Comparison of functional means for the $\dot{V}{\text{O}}_2$ signal during the first four exercise bouts. p-value = 0. Participants who failed to complete ten bouts during MBEB are labelled as ‘1’ and colored green. The red line depicts the functional mean for ‘task-completers.’ The black line indicates the mean trajectory for all 78 participants. The plot on the right shows Heart Rate curves for MBEB ‘task-failures’ (green) and ‘task-completers’ (red), bootstrapped 500 times. The black line represents the bootstrapped mean function for 78 participants.

Fig. 17.

Comparison of functional means for the $\dot{V}{\text{CO}}_2$ signal during the first four exercise bouts. p-value = 0. Participants who failed to complete ten bouts during MBEB are labelled as ‘1’ and colored green. The red line depicts the functional mean for ‘task-completers.’ The black line indicates the mean trajectory for all 78 participants. The plot on the right shows Heart Rate curves for MBEB ‘task-failures’ (green) and ‘task-completers’ (red), bootstrapped 500 times. The black line represents the bootstrapped mean function for 78 participants.

Fig. 1.

One participant’s second-by-second heart rate for the full MBEB session. In general, HR was the signal that contained the least noise in our data set; individual exercise bouts are very easily discerned.

Fig. 2.

One participant’s second-by-second respiratory rate for the full MBEB session. In general, RR was the signal that contained the most noise in our data set; individual exercise bouts are difficult to discern.

Fig. 3.

Example estimation of the smoothing parameter λ. An appropriate level of smoothing was determined by visual inspection of the relationship between GCV and DoF in the smoothed model. This procedure is explained in depth in [21]. This figure shows a minimal GCV when the model contains 350 DoF, which corresponds to a λ near 200. Thus, 200 was chosen as the smoothing penalty for the set of HR curves, and the fit was validated after visual inspection of the smoothness (see Fig. 4). This process was repeated for all variables.

Fig. 4.

Heart Rate data after converting the discrete time series to 78 smoothed and registered curves.

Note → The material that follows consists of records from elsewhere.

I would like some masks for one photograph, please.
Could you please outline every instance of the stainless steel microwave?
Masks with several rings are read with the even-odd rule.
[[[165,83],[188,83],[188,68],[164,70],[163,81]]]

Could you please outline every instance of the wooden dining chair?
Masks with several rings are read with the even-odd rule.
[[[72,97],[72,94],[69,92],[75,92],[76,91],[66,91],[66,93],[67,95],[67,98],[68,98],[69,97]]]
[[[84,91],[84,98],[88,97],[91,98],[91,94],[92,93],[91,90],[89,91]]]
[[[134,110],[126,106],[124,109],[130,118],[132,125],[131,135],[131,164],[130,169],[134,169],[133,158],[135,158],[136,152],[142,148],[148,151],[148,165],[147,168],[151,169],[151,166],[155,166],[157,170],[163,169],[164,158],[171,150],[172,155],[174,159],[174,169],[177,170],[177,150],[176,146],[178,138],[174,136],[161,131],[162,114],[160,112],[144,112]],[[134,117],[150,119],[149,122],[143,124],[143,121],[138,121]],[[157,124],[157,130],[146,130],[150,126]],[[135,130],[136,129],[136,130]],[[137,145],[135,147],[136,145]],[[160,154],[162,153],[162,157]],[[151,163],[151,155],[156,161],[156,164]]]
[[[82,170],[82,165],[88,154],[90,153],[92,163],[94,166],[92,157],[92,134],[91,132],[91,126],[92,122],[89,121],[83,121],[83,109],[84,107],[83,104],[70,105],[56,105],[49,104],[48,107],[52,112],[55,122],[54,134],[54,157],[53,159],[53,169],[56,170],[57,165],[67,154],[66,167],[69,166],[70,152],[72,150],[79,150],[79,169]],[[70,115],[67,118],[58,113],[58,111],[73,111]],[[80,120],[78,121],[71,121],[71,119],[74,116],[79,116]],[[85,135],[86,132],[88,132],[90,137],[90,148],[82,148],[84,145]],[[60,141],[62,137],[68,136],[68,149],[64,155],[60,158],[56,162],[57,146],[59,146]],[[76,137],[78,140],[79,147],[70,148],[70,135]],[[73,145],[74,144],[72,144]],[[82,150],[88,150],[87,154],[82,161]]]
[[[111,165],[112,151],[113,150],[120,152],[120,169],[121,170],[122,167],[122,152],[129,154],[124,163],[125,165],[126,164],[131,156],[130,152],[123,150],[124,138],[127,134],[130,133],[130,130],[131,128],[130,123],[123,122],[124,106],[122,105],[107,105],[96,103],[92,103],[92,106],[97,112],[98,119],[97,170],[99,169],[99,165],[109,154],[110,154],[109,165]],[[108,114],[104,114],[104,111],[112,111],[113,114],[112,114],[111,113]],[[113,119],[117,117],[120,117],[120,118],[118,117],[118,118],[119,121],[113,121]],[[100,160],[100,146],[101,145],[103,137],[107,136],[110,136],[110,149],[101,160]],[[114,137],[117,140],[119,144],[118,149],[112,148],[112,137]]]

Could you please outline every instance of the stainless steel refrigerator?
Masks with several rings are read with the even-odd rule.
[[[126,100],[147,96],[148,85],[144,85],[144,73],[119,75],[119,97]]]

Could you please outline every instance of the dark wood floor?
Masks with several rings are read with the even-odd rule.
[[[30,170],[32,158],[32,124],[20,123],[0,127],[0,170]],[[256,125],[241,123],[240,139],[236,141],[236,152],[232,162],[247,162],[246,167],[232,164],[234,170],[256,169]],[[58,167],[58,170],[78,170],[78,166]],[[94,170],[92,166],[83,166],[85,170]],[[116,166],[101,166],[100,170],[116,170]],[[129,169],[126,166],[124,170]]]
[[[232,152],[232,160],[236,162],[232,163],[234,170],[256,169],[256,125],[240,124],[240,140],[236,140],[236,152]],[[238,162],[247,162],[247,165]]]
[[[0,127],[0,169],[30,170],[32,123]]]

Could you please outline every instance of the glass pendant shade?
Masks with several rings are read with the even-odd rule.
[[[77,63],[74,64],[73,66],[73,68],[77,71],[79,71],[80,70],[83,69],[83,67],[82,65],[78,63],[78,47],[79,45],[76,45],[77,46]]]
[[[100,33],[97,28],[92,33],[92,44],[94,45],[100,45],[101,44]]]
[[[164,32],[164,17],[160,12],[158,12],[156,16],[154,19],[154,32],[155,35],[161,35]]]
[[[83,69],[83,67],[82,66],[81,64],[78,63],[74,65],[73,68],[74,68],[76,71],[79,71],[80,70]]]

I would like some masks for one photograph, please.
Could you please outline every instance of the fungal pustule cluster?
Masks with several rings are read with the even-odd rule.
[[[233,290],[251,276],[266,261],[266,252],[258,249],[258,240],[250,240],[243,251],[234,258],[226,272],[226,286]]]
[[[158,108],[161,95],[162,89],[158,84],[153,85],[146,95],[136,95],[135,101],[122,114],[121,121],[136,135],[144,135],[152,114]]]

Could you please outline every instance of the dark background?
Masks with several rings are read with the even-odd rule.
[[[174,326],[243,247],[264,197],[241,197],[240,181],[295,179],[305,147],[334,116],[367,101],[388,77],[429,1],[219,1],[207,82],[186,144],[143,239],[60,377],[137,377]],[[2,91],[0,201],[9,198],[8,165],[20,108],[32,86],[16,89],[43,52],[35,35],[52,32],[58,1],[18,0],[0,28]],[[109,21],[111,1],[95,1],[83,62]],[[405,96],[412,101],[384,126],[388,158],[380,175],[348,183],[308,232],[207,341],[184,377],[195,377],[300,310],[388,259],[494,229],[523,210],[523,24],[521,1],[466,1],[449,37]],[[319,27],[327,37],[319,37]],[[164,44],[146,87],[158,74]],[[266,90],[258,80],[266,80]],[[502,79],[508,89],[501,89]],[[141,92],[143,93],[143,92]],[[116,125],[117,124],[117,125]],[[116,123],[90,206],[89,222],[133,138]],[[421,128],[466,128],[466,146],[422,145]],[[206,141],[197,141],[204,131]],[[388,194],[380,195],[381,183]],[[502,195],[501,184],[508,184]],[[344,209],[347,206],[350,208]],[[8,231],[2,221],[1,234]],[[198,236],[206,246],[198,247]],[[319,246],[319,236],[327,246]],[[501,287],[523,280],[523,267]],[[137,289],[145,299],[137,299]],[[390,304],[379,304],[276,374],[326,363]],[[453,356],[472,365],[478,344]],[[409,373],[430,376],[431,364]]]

Each participant’s time series is represented as an individually colored function.

Fig. 5.

Visual output of the functional permutation t-test between Early- and Late-puberty males. The blue curve shows the t-statistic for the observed values. The green curve represents the 95% quantiles, and the dashed red line is the 95% quantile of the maximum of null distribution t-statistics. The t-test confirms that the derivatives are indeed different except in the regions of overlap (the first few moments of exercise). This could signify a fundamental difference in the physiology between puberty groups when holding gender status constant.

Fig. 6.

Comparison of functional means for the Heart Rate signal [X(t)] during the first four exercise bouts. Task-failures are labelled as ‘1’ with a solid green mean function. ‘Task-completers’ are labelled ‘0’ with a solid red mean function. The black line indicates the mean trajectory for all participants.